The court issued a preliminary injunction, which was publicly announced by the American Civil Liberties Union, which is a part of the lawsuit fighting against the ban.

The legal move stops any ban on transgender individuals from serving in or being recruited by the military and allows any transition-related surgeries to take place, if those are a part of the individual's medical plan.

The ACLU views the preliminary injunction as a win.

"Today is a victory for transgender service members across the country," said Joshua Block, a senior staff attorney with the ACLU’s LGBT & HIV Project, in a statement. "We’re pleased that the courts have stepped in to ensure that trans service members are treated with the dignity and respect they deserve."

ABC News has reached out to the Pentagon but did not immediately receive a response.

Department of Justice spokeswoman Lauren Ehrsam said the department is considering its next move.

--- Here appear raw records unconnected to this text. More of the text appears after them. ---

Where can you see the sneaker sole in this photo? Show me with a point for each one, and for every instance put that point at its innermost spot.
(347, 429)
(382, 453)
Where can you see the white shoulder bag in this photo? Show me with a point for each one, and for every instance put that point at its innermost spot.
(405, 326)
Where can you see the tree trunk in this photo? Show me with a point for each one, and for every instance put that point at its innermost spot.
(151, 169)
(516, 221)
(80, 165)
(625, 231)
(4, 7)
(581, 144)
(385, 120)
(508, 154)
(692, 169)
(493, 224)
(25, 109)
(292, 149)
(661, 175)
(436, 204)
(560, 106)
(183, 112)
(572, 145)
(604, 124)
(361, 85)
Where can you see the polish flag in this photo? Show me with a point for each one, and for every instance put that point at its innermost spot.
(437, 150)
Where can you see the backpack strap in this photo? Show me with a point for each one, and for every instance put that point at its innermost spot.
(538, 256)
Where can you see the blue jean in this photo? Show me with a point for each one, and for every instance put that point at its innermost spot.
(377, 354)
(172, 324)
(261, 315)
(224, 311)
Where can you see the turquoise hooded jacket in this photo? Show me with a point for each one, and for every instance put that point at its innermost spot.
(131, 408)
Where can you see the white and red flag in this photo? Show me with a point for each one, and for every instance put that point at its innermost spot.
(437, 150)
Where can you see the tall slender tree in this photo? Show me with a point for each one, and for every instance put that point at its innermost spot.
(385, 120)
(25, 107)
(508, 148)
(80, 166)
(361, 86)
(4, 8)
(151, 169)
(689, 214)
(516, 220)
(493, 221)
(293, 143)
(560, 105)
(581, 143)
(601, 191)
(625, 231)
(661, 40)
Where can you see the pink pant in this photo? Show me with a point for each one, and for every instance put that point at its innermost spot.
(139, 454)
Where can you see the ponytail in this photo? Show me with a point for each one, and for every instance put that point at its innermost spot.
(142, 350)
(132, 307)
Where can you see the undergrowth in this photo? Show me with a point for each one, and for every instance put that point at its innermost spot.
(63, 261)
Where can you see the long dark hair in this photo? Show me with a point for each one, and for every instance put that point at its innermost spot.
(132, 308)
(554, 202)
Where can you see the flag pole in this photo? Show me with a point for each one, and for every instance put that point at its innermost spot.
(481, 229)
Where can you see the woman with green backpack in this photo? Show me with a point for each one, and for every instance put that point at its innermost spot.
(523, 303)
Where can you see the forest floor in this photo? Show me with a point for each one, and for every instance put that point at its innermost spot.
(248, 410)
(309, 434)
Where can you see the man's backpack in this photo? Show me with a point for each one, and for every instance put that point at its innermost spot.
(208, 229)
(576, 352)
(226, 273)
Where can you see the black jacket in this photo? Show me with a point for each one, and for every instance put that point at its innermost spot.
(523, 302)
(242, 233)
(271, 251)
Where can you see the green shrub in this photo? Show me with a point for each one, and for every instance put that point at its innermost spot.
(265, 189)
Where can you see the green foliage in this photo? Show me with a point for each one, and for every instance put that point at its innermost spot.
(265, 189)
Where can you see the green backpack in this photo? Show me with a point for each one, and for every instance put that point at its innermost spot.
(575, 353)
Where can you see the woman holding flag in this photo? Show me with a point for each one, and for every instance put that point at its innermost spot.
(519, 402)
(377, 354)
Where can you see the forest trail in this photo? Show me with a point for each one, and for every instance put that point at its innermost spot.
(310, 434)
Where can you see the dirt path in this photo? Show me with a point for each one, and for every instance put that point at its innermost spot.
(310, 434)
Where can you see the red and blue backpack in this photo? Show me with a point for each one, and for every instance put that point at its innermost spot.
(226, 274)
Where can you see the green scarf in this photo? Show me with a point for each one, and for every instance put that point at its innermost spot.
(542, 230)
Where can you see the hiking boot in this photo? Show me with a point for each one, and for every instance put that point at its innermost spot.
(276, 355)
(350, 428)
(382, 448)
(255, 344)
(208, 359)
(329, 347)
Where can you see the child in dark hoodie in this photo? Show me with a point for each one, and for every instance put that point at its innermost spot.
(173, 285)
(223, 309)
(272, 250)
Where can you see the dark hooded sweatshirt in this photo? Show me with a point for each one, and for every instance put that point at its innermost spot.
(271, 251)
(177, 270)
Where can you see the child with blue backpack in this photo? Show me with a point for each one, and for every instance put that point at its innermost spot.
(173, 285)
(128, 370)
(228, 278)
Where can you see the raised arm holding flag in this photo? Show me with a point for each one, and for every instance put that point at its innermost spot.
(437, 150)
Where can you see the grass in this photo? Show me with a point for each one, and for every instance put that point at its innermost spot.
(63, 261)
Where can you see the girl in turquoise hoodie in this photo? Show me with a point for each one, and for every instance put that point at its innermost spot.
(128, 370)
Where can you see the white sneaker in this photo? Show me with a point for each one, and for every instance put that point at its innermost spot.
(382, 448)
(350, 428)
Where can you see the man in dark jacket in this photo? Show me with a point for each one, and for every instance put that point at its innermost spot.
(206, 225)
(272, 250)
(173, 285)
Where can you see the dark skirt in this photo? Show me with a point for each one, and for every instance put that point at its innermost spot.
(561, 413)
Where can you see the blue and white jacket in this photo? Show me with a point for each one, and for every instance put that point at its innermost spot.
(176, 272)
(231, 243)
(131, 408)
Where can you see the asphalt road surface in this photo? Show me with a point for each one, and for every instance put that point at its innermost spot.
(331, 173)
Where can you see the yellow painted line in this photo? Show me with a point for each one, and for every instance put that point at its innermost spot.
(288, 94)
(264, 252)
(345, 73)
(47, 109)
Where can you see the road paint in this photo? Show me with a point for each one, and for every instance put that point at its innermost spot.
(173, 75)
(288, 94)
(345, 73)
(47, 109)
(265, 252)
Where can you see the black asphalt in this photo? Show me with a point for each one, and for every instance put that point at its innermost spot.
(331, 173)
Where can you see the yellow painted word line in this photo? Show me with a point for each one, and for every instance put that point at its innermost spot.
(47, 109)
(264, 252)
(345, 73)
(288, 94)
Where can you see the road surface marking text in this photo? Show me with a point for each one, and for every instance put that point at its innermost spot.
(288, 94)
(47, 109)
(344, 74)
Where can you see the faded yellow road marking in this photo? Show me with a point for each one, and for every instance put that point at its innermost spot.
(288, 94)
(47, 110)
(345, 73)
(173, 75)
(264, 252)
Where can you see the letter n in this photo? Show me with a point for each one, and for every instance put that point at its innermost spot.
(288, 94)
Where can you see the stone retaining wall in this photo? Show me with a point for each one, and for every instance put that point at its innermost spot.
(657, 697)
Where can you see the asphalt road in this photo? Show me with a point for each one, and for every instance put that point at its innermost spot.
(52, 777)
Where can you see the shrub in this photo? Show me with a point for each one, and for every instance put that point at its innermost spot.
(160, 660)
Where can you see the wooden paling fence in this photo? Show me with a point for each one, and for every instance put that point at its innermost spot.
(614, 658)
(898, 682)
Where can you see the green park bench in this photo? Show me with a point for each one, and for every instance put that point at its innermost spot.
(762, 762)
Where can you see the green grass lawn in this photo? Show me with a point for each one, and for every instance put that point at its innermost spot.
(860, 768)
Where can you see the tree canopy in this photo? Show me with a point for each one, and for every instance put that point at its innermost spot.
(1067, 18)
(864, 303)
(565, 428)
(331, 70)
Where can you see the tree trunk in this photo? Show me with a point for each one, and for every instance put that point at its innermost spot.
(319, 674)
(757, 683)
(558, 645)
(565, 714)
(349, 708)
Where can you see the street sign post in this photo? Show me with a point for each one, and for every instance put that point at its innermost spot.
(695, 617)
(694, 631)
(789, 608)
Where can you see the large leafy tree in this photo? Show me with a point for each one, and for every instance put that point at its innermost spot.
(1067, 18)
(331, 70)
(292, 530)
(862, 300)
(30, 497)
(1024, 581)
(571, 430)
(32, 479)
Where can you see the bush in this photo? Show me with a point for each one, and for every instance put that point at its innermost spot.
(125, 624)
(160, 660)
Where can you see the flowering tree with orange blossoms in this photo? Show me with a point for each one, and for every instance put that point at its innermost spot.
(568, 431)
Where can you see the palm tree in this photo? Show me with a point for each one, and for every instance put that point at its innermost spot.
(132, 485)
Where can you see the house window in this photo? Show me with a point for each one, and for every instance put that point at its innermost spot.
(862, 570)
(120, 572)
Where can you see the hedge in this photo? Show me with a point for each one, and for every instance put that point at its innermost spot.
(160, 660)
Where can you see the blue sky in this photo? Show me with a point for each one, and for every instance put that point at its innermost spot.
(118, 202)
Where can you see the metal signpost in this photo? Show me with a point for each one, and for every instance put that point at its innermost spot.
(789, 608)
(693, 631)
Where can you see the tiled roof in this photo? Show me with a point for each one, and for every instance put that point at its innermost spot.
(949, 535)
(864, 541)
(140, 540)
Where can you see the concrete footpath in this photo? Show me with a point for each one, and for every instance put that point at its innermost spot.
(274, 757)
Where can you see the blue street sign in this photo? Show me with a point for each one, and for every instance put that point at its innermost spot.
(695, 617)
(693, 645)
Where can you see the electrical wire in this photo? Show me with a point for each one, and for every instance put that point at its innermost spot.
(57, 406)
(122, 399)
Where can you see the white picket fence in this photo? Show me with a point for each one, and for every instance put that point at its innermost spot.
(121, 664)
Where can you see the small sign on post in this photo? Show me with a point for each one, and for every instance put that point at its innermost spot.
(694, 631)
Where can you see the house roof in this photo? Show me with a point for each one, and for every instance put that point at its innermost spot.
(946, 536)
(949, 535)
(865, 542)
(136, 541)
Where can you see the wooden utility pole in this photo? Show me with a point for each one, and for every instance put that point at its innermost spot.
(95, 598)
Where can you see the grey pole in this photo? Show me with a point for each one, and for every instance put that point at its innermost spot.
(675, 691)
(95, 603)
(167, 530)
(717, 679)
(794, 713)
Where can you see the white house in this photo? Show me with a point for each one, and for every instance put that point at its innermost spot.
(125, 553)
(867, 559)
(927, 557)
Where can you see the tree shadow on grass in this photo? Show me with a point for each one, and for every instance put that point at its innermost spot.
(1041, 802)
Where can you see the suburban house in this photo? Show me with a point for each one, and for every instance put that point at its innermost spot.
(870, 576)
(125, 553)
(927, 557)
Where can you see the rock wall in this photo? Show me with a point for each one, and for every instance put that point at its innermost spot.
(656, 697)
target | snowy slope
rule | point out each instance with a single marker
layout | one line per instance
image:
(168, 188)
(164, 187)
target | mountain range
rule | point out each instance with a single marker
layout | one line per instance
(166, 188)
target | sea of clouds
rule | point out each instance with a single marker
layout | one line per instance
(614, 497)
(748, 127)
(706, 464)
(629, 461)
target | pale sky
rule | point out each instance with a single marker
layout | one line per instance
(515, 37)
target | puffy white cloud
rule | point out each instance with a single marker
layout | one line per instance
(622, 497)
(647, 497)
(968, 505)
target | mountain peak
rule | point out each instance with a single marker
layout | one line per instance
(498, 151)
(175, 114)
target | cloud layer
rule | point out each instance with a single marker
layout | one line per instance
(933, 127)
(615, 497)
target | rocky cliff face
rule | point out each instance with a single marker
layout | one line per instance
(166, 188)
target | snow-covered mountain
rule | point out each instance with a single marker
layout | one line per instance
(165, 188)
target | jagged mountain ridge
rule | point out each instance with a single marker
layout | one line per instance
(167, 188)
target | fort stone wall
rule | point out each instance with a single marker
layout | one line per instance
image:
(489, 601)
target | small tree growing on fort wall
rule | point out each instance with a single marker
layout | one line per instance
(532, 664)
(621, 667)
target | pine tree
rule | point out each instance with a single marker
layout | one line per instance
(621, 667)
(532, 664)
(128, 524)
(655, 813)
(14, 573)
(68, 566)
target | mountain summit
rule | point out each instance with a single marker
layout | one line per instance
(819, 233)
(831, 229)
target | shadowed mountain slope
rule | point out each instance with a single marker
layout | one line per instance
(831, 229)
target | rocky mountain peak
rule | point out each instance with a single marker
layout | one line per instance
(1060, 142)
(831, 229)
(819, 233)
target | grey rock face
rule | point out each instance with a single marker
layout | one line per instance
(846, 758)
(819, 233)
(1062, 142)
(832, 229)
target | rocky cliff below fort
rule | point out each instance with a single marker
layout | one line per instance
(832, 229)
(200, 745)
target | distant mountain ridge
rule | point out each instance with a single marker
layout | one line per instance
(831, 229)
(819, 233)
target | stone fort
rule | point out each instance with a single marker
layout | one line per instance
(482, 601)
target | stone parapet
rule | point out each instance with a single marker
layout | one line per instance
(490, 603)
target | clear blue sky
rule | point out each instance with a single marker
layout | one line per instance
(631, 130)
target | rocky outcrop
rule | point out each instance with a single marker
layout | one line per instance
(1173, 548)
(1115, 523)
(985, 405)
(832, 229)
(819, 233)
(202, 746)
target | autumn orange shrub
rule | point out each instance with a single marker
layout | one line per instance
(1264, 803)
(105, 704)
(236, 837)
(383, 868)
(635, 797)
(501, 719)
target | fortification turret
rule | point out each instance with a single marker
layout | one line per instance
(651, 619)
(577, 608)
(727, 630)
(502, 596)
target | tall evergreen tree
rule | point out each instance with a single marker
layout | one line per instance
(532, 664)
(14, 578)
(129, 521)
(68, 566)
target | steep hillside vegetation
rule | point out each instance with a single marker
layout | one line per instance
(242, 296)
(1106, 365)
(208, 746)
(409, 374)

“We disagree with the courts ruling and are currently evaluating the next steps. Plaintiffs’ lawsuit challenging military service requirements is premature for many reasons, including that the Defense Department is actively reviewing such service requirements, as the president ordered, and because none of the plaintiffs have established that they will be impacted by current policies on military service," Ehrsam said.

In a statement, White House deputy press secretary Hogan Gidley, said: "The president's directive is legal and promotes our national security. The Department of Justice will vigorously defend it."

This is the second legal blockage that Trump's proposed ban has faced. When ABC News reached the Department of Justice in late October about the first temporary blockage that stopped any ban on recruiting, a spokesperson said, "We disagree with the court’s ruling and are currently evaluating the next steps."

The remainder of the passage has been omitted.